For a combination of political, economic and other reasons, Chinese outbound investment to “western countries” has fallen to virtually zero, and the challenge for “middle powers” in the future is nicely summed up by Jim O’Neil, a former UK investment banker, economist and Commercial Secretary to the UK Treasury, in “Week in China“:

“When you are a low-savings, current account deficit country, you rely on capital coming in from overseas. The UK needs to get net foreign capital from the rest of the world. It has to be careful about taking too much of a dogmatic stance about the circumstances in which the capital comes – otherwise it won’t come. Because of the sheer size of Chinese current account surpluses over the past 20 years, China has a lot of net capital that can flow around the world. But there are plenty of other places it can go, it doesn’t have to come here.

However, I do think the UK has been lax in lacking any kind of system about what can and can’t be done by non-British entities in the UK in investment terms. We have such a generally liberalised, laissez-faire system that we haven’t been thoughtful enough about the role of foreign capital in improving our productivity and social goals.

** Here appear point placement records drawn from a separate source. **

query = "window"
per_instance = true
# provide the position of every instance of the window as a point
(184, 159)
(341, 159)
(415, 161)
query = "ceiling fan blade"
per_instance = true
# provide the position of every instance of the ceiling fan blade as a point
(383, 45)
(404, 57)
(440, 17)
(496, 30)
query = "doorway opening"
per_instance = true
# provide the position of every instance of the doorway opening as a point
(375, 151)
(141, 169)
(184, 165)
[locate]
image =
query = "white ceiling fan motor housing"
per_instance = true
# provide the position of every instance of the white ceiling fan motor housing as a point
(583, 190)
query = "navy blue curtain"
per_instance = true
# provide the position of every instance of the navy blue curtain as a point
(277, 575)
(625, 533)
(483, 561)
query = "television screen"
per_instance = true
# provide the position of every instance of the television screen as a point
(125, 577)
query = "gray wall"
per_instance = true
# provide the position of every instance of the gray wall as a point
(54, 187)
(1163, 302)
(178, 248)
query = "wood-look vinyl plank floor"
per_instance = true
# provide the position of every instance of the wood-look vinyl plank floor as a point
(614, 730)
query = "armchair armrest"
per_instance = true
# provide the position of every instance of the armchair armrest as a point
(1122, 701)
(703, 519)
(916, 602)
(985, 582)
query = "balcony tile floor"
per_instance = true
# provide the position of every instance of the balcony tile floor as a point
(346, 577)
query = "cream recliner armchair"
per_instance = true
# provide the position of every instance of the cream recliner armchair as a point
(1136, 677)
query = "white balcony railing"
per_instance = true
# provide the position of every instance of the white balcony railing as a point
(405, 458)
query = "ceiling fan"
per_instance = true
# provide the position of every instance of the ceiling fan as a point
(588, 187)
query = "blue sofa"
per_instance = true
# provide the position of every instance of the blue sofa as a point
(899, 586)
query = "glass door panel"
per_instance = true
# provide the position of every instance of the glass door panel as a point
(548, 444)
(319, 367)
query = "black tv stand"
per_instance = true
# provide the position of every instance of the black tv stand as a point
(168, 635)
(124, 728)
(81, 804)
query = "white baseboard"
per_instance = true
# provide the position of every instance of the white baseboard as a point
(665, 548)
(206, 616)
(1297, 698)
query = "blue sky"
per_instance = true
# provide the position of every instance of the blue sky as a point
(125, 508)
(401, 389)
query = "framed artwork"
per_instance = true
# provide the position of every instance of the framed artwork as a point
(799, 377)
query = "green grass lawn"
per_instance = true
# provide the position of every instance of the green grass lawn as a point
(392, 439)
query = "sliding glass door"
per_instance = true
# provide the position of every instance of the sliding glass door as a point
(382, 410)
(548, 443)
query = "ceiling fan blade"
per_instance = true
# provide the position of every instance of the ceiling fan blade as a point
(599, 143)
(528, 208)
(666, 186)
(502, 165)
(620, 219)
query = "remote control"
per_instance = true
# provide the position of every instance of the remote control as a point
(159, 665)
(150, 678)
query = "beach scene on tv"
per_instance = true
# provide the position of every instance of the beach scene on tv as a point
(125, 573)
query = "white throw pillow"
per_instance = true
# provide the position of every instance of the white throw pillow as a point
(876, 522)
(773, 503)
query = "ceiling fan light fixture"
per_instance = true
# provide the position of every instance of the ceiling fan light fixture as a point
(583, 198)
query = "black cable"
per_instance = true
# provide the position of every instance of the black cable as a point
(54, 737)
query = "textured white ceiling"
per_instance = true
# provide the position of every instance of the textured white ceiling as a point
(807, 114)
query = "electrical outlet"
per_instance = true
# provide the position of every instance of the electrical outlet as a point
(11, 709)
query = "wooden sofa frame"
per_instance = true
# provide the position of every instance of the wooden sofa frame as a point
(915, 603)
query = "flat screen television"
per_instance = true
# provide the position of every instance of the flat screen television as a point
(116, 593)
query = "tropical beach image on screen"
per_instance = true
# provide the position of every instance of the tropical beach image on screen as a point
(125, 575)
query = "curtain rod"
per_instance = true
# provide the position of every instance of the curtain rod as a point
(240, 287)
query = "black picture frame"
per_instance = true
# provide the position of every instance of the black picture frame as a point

The UK is a country with very weak productivity, particularly in regions like the Midlands and the North. Even though we have great universities, we struggle to develop research-based entities that stay in the UK and provide a huge number of jobs. So in that sense I welcome a policy that sets the terms and conditions of how foreign investors – particularly Governments – can invest in the UK”.

I don’t think that the UK is the only country that needs to establish a clear and well thought out policy on how to deal with much needed foreign investment in the future, particularly coming from China.